DPO (Rafailov et al. 2023) is a four-step algebra exercise that eliminates the RM-and-PPO machinery of chapter 03 and replaces it with a single supervised loss on preference pairs. This chapter walks the derivation.

Step 0: the KL-constrained RL objective

The objective PPO is trying to solve (chapter 03) is:

\[ \max_{\pi_\theta}\, \mathbb{E}_{x \sim \mathcal{D},\, y \sim \pi_\theta(\cdot \mid x)}\!\left[ r(x, y) \right] - \beta\, \mathrm{KL}\!\left( \pi_\theta(\cdot \mid x) \,\Vert\, \pi_{\text{ref}}(\cdot \mid x) \right) \]

This is a constrained optimization over the per-prompt distribution \(\pi_\theta(\cdot \mid x)\).

Step 1: the closed-form optimal policy

For a fixed reward \(r\), this objective has a closed-form maximizer.

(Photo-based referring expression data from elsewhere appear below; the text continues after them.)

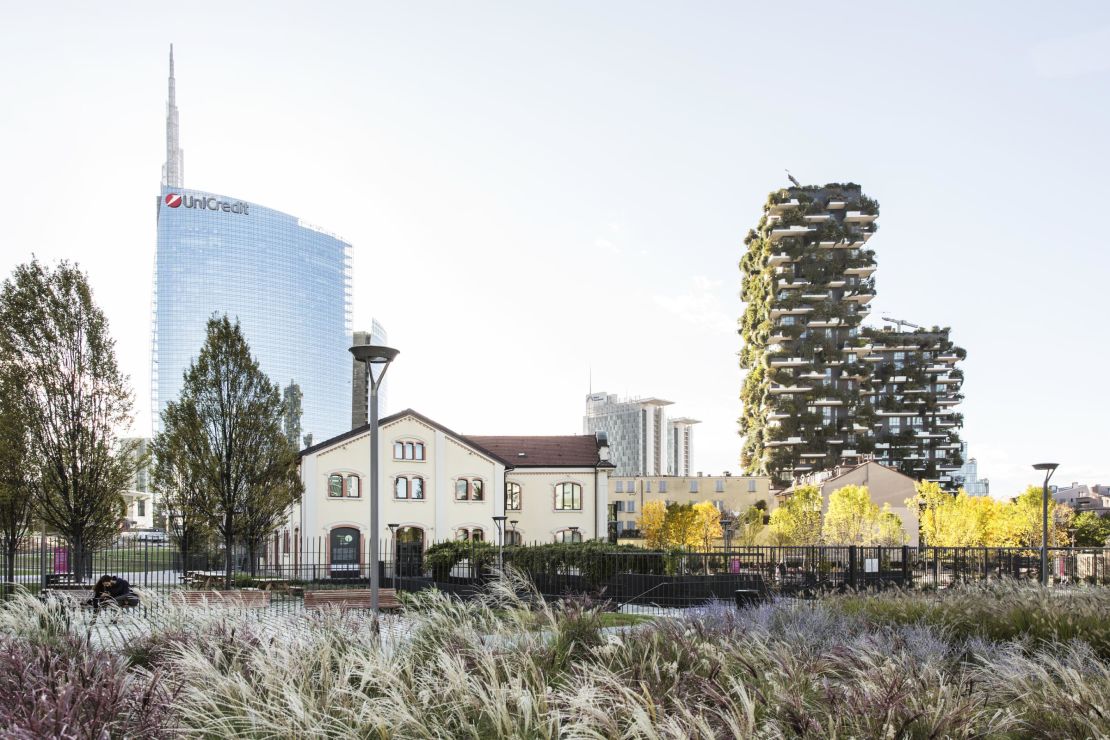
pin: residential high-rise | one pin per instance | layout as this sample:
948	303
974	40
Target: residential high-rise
636	429
360	389
909	389
680	445
288	284
969	475
821	391
807	282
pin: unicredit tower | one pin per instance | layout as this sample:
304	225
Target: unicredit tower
289	284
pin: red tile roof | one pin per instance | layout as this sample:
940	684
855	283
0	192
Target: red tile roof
579	450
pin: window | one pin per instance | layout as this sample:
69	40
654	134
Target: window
513	496
567	497
409	450
470	489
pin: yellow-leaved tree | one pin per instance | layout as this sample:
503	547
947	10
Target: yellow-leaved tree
798	519
652	525
851	517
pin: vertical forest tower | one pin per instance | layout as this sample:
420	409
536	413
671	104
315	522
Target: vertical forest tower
820	389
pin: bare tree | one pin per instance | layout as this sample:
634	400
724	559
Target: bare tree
76	399
18	475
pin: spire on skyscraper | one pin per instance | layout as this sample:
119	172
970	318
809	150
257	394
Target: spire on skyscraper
173	171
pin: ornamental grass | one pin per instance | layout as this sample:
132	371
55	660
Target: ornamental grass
989	661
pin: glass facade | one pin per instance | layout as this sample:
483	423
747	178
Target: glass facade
289	285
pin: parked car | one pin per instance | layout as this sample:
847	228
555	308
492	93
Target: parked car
152	536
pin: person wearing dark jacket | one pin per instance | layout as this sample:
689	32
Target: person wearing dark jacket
112	589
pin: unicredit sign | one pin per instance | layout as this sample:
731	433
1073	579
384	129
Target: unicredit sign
205	203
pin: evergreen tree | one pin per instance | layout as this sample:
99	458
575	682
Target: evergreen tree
226	444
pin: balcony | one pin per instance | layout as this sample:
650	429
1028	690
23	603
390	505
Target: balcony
776	234
788	389
775	313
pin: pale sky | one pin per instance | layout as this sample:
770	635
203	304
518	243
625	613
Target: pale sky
542	192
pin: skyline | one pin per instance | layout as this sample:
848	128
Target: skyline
593	168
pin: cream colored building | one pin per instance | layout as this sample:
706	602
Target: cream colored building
733	494
436	485
885	486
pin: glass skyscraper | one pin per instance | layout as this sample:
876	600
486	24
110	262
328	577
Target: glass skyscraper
288	283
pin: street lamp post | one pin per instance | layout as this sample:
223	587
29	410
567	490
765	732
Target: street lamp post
393	551
500	521
1049	469
377	360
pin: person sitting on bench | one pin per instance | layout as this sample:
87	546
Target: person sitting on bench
112	589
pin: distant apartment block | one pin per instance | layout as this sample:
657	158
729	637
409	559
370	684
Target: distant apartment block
972	484
1083	497
680	445
636	429
728	493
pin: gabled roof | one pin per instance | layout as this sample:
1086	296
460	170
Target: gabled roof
400	415
571	450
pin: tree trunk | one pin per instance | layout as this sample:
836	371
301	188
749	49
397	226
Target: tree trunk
228	540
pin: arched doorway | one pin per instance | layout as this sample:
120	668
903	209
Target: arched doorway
344	553
410	551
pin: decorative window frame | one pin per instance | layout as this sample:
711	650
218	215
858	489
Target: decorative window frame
345	476
470	480
558	492
520	496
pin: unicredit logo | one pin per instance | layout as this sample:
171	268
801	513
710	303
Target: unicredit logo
205	203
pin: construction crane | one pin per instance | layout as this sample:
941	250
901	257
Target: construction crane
900	323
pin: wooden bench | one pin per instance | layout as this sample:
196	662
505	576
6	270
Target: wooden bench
351	598
221	598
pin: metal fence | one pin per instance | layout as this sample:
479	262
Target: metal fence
631	579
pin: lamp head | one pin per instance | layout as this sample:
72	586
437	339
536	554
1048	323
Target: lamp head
376	357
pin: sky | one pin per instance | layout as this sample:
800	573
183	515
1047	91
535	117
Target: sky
551	198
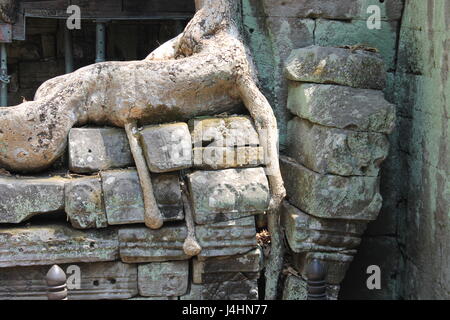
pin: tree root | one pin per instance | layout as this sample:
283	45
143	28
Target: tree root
152	217
191	246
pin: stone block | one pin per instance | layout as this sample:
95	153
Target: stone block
342	107
308	233
167	147
359	69
227	238
84	203
230	290
217	158
329	196
336	151
295	288
330	9
236	131
228	194
124	200
100	280
97	149
335	263
22	199
331	33
233	268
161	279
140	244
55	244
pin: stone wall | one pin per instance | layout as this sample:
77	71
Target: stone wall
274	29
90	214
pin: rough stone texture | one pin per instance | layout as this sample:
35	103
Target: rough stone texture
331	197
233	268
235	131
216	158
336	151
167	147
140	244
342	107
161	279
84	203
54	244
359	69
336	264
167	191
271	40
123	197
338	33
124	201
228	194
295	288
96	149
330	9
103	280
230	290
226	238
380	251
22	199
308	233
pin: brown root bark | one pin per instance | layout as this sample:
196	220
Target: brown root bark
152	217
207	70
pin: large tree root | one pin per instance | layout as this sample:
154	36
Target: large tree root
191	246
153	217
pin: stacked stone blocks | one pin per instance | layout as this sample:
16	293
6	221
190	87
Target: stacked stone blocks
337	142
118	257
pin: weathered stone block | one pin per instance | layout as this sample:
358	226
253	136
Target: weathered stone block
295	288
97	149
230	290
21	199
84	203
227	238
140	244
308	233
167	191
331	9
359	69
337	33
236	131
233	268
336	151
124	203
228	194
329	196
167	147
342	107
101	280
55	244
159	279
124	200
216	158
336	264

Setting the Lagrangian's derivative w.r.t. \(\pi(y|x)\) to zero (with normalization constraint) yields:

\[ \pi^*(y \mid x) = \frac{1}{Z(x)}\, \pi_{\text{ref}}(y \mid x)\, \exp\!\left( \frac{1}{\beta} r(x, y) \right) \]

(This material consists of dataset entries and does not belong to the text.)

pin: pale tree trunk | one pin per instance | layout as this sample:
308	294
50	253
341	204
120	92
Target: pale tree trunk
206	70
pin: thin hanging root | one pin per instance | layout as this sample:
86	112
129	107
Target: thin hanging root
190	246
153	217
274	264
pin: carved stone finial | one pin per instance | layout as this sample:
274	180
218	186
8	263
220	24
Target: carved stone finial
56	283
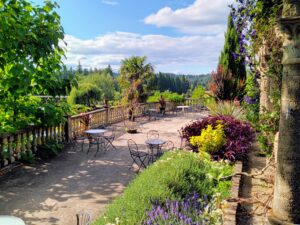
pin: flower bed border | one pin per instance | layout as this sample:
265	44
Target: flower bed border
231	205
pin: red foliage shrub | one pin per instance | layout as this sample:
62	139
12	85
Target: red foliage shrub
239	135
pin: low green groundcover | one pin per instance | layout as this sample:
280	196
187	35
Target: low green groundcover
176	175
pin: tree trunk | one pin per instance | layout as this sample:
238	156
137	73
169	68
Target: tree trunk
286	203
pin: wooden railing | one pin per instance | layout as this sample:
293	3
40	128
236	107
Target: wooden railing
12	146
27	141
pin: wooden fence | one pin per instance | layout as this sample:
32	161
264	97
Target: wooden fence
27	141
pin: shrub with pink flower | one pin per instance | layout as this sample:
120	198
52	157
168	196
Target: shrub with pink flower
239	135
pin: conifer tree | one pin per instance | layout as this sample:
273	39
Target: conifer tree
232	63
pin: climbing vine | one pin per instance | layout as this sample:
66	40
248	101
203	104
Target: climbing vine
256	23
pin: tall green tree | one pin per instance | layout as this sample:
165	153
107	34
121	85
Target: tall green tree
232	63
30	54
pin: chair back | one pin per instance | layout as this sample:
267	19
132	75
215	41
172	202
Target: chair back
111	132
132	146
168	146
152	134
83	219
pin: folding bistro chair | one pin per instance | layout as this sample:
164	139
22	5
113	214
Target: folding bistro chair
98	141
168	146
109	137
152	134
83	219
138	157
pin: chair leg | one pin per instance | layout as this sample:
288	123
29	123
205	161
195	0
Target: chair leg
111	144
88	149
82	146
97	149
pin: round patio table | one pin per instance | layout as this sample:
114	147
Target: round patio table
183	107
154	144
11	220
95	131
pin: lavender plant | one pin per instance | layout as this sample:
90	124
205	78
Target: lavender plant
192	210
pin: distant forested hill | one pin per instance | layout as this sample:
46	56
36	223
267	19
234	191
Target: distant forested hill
195	80
178	83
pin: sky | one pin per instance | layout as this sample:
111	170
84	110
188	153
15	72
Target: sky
177	36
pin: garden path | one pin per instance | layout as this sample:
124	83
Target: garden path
52	193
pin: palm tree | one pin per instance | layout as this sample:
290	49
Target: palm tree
134	73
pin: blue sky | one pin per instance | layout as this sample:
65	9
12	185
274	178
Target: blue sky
180	36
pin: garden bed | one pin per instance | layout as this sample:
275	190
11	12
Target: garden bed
230	206
177	179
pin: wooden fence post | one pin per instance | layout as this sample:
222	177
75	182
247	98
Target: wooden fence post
68	129
106	107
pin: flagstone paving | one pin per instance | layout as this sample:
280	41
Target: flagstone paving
52	193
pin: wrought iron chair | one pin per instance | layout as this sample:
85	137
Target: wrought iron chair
181	138
139	157
83	219
109	137
79	140
168	146
98	141
152	134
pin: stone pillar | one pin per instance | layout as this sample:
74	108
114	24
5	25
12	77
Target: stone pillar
286	203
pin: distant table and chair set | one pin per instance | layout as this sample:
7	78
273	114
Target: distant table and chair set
156	148
101	138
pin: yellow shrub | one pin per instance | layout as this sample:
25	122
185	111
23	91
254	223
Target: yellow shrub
211	139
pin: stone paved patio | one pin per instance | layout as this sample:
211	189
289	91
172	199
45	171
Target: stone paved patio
52	193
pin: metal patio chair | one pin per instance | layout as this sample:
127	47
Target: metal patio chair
99	142
152	134
109	137
83	219
168	146
139	157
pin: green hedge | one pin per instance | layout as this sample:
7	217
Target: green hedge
174	176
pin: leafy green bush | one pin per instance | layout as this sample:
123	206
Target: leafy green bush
27	157
173	177
167	95
211	139
226	108
86	94
50	149
198	92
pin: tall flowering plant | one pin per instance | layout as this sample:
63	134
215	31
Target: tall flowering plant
193	210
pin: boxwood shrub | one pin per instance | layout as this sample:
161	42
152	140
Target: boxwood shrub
176	175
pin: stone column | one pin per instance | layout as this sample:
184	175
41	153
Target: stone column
286	203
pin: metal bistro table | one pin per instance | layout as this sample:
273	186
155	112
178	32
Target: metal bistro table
11	220
95	133
154	144
183	107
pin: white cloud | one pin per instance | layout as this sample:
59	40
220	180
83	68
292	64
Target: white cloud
203	16
189	54
109	2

where \(Z(x) = \sum_y \pi_{\text{ref}}(y \mid x)\, \exp(r(x,y)/\beta)\) is the partition function over responses.

Derivation sketch. The objective in terms of \(\pi(\cdot|x)\) is

\[ \mathbb{E}_{y \sim \pi}[r(x,y)] - \beta \sum_y \pi(y|x) \log \frac{\pi(y|x)}{\pi_{\text{ref}}(y|x)}. \]

Adding a Lagrange multiplier \(\lambda(x)\) for \(\sum_y \pi(y|x) = 1\) and taking \(\partial / \partial \pi(y|x)\):

\[ r(x,y) - \beta\!\left(\log \frac{\pi(y|x)}{\pi_{\text{ref}}(y|x)} + 1\right) - \lambda(x) = 0 \]

Solving for \(\pi(y|x)\):

\[ \pi(y|x) = \pi_{\text{ref}}(y|x)\, \exp\!\left( \frac{r(x,y) - \beta - \lambda(x)}{\beta} \right) \]

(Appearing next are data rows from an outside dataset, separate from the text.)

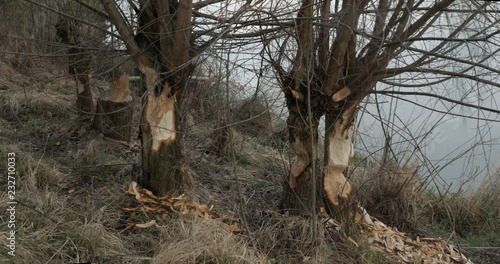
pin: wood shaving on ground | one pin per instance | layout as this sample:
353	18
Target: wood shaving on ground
148	202
397	244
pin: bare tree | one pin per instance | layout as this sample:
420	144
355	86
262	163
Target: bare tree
164	48
338	58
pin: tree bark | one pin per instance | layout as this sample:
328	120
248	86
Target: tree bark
160	46
338	155
299	188
79	66
115	110
162	154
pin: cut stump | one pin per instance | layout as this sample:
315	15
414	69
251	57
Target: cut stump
114	111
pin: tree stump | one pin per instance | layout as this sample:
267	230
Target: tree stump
115	110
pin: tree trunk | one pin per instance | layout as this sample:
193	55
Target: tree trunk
162	154
79	66
84	99
115	110
338	155
299	187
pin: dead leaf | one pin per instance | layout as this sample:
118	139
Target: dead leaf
146	225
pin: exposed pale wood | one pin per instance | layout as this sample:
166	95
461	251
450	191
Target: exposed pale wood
114	111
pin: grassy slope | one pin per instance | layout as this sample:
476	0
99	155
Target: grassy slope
72	200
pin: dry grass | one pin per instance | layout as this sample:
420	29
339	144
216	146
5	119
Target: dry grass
394	195
204	241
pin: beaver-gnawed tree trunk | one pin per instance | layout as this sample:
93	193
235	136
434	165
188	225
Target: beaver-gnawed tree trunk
335	77
79	66
303	140
161	52
114	110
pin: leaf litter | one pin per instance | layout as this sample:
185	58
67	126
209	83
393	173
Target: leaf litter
163	206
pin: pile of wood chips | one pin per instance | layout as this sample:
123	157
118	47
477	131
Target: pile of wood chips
148	202
399	246
381	237
421	250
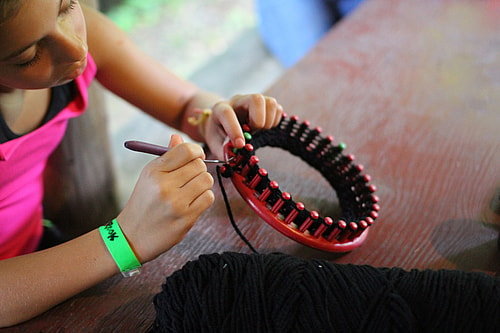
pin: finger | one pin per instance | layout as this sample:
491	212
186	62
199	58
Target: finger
197	188
224	115
178	156
180	177
272	110
278	115
255	106
175	139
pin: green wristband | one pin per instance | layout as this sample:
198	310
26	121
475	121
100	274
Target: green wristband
119	249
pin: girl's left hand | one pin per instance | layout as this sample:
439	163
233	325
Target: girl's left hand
256	110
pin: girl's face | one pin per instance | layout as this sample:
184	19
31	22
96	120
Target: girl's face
43	45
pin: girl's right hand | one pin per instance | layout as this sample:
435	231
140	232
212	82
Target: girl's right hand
172	192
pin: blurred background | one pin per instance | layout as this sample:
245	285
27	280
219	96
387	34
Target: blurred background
214	43
225	46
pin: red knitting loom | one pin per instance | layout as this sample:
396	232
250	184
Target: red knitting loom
358	203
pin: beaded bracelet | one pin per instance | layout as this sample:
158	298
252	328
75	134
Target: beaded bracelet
355	195
119	248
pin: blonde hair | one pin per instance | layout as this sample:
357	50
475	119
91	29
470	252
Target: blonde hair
8	9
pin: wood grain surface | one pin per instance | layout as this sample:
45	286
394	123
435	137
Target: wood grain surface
413	89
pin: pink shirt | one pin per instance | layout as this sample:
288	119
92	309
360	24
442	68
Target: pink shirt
22	162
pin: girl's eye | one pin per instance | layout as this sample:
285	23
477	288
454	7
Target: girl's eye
71	6
32	61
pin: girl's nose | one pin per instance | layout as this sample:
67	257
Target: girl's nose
70	46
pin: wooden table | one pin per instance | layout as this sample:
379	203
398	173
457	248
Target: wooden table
413	89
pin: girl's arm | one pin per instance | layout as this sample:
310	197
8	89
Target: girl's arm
147	84
173	190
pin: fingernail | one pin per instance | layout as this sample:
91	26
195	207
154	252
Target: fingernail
239	143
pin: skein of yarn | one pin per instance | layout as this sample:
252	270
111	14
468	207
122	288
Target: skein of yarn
234	292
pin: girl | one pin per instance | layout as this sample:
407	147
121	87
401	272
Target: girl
50	50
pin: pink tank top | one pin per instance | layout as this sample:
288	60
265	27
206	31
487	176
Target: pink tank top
22	162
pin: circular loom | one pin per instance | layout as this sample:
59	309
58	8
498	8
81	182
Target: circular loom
355	194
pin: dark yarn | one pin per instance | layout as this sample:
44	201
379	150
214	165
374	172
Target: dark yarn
253	293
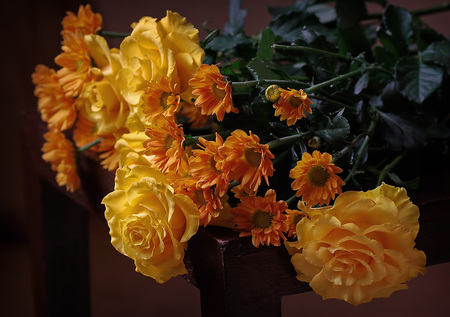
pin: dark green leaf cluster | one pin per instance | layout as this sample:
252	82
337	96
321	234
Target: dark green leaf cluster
379	84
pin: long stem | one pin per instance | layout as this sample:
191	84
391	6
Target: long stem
316	50
331	101
420	12
358	159
253	83
89	145
113	34
342	77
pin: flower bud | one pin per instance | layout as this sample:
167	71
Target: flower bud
315	142
273	93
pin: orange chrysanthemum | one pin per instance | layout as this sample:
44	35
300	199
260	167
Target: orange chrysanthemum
55	107
213	91
60	153
75	63
292	218
262	218
165	145
205	165
196	119
292	105
86	21
246	160
84	132
315	178
161	98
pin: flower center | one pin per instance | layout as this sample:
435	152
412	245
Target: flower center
295	101
261	219
212	164
168	141
253	158
220	93
318	176
168	100
199	198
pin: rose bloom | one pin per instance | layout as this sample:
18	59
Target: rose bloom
156	49
360	248
150	223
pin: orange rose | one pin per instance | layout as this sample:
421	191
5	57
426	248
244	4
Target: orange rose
360	248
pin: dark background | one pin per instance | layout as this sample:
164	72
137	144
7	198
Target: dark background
30	34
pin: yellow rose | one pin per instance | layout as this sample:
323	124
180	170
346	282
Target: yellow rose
360	248
149	223
155	49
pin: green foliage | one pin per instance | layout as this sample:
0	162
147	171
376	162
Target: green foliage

The \(\exp(-1 - \lambda(x)/\beta)\) factors out as a function of \(x\) only — this is \(1/Z(x)\) after normalization. \(\square\)

This result is classical (Gibbs-Boltzmann distribution; max-entropy RL; Ziebart 2010). DPO's contribution is what comes next.

Step 2: invert to express the reward in terms of the policy

Take the log of step 1:

\[ \log \pi^*(y|x) = \log \pi_{\text{ref}}(y|x) + \frac{1}{\beta} r(x,y) - \log Z(x) \]

Rearrange for \(r\):

\[ \boxed{\, r(x, y) = \beta\, \log \frac{\pi^*(y|x)}{\pi_{\text{ref}}(y|x)} + \beta\, \log Z(x) \,} \]

This is the DPO identity: given the optimal policy \(\pi^*\), the reward is recovered (up to a function of \(x\) only) as \(\beta\) times the log policy ratio.

Step 3: plug into Bradley-Terry

Chapter 02 gave the BT preference model:

\[ P(y_w \succ y_l \mid x) = \sigma(r(x, y_w) - r(x, y_l)) \]

The difference \(r(x, y_w) - r(x, y_l)\) is what matters; the \(\beta \log Z(x)\) term cancels because it depends only on \(x\). Substituting step 2:

\[ r(x, y_w) - r(x, y_l) = \beta\, \log \frac{\pi^*(y_w|x)}{\pi_{\text{ref}}(y_w|x)} - \beta\, \log \frac{\pi^*(y_l|x)}{\pi_{\text{ref}}(y_l|x)} \]

So the BT likelihood is now expressed directly in terms of the policy \(\pi^*\) — no separate reward function \(r_\phi\) is needed.

Step 4: the DPO loss

Parameterize \(\pi^* \equiv \pi_\theta\) and minimize the negative log-likelihood of observed preferences:

\[ \boxed{\, \mathcal{L}_{\text{DPO}}(\theta) = -\mathbb{E}_{(x, y_w, y_l)\sim\mathcal{D}} \log \sigma\!\left( \beta\, \log \frac{\pi_\theta(y_w|x)}{\pi_{\text{ref}}(y_w|x)} - \beta\, \log \frac{\pi_\theta(y_l|x)}{\pi_{\text{ref}}(y_l|x)} \right) \,} \]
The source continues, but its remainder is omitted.